If you switch from --cubical to --without-K, the definition is accepted, because then dot patterns are taken into consideration for termination certification.

• switching off dot pattern termination: The combination of Cubical Agda with inductive families is logically inconsistent #4606
• a regression reported in: Cubical Agda: Program rejected by termination checker due to moved dot pattern #4725

If the program should be rejected when --cubical is used, then it should also be rejected when --without-K is used, right?

Turning off dot-pattern termination for --without-K would mean that we could not do the usual proof by pattern matching that the successor relation is well-founded:

{-# OPTIONS --without-K #-}

open import Agda.Builtin.Nat using (Nat; zero; suc)

data Acc {A : Set} (R : A → A → Set) (x : A) : Set where
  acc : (∀ y → R y x → Acc R y) → Acc R x

data _<_ (x : Nat) : Nat → Set where
  <S : x < suc x

iswf< : ∀ x → Acc _<_ x
iswf< x = acc (h x)
  where
  h : ∀ x y → y < x → Acc _<_ y
  h .(suc y) y <S = acc (h y)

If the program should be rejected when --cubical is used, then it should also be rejected when --without-K is used, right?
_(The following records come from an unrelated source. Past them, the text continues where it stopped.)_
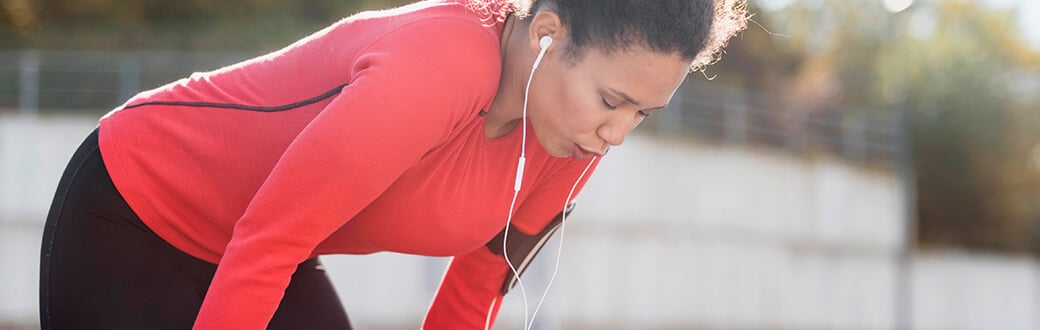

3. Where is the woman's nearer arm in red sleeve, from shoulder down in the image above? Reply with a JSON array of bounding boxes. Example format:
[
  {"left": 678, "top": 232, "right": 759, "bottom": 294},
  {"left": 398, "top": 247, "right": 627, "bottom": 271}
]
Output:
[{"left": 196, "top": 19, "right": 499, "bottom": 329}]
After the fix, it is accepted in both modes. But see my previous comment for a violation of your principle. Likely, the termination checker rejects too many programs under --cubical, just to be on the safe side. But with termination checking being undecidable, we accept that it is incomplete, and may also violate your principle. (If you want your principle, we could e.g. have a check that --cubical is actually necessary, i.e. cubical features are positively used, because in this case, the type checker would already not succeed with just --without-K.)

"My principle" is that code that is accepted when --without-K is used should be accepted also when --with-K, --erased-cubical or --cubical is used. Every extra check that is performed in Cubical Agda should also be performed when --without-K is used.
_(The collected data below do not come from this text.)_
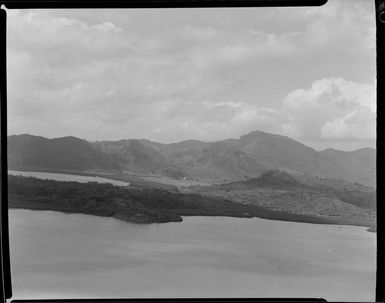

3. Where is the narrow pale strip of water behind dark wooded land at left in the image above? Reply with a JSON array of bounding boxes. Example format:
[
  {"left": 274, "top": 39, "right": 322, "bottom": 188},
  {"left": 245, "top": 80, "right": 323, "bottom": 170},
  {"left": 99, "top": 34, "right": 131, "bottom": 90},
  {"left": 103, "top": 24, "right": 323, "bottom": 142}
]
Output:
[{"left": 8, "top": 170, "right": 129, "bottom": 186}]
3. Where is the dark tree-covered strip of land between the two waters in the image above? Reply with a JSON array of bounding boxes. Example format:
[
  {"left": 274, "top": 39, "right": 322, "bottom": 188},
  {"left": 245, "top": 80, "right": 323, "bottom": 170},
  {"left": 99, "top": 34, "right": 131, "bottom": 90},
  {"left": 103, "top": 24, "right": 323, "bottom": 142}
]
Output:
[{"left": 8, "top": 175, "right": 352, "bottom": 224}]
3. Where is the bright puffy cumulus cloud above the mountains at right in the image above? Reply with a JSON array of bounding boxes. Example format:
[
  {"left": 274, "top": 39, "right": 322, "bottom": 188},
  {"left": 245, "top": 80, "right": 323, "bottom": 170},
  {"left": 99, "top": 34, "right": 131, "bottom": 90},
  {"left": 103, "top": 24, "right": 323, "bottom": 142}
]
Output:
[{"left": 282, "top": 78, "right": 376, "bottom": 141}]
Turning off dot-pattern termination for --without-K would mean that we could not do the usual proof by pattern matching that the successor relation is well-founded:

The code is accepted (with --erased-cubical) if the dot is moved:

iswf< : ∀ x → Acc _<_ x
iswf< x = acc (h x)
  where
  h : ∀ x y → y < x → Acc _<_ y
  h (suc y) .y <S = acc (h y)

However, Agda emits a warning:

Could not generate equivalence when splitting on indexed family,
the function will not compute on transports by a path.
  Reason: UnsupportedYet Injectivity
                           position:    0
                           type:        Nat
                           datatype:    Nat
                           parameters: 
                           indices:    
                           constructor: suc
when checking the definition of h

"My principle" is that code that is accepted when --without-K is used should be accepted also when --with-K, --erased-cubical or --cubical is used. Every extra check that is performed in Cubical Agda should also be performed when --without-K is used.

I realised that my statement is too strong. One could make Cubical Agda checks unnecessarily strict without the risk of breaking anything, and that may be the case for the check under discussion. @Saizan wrote the following:

I'm not sure exactly how to interpret this. Would it make sense to include dot patterns when checking termination for a Cubical Agda definition that does not involve matching for HITs?

Would it make sense to include dot patterns when checking termination for a Cubical Agda definition that does not involve matching for HITs?

I suppose so.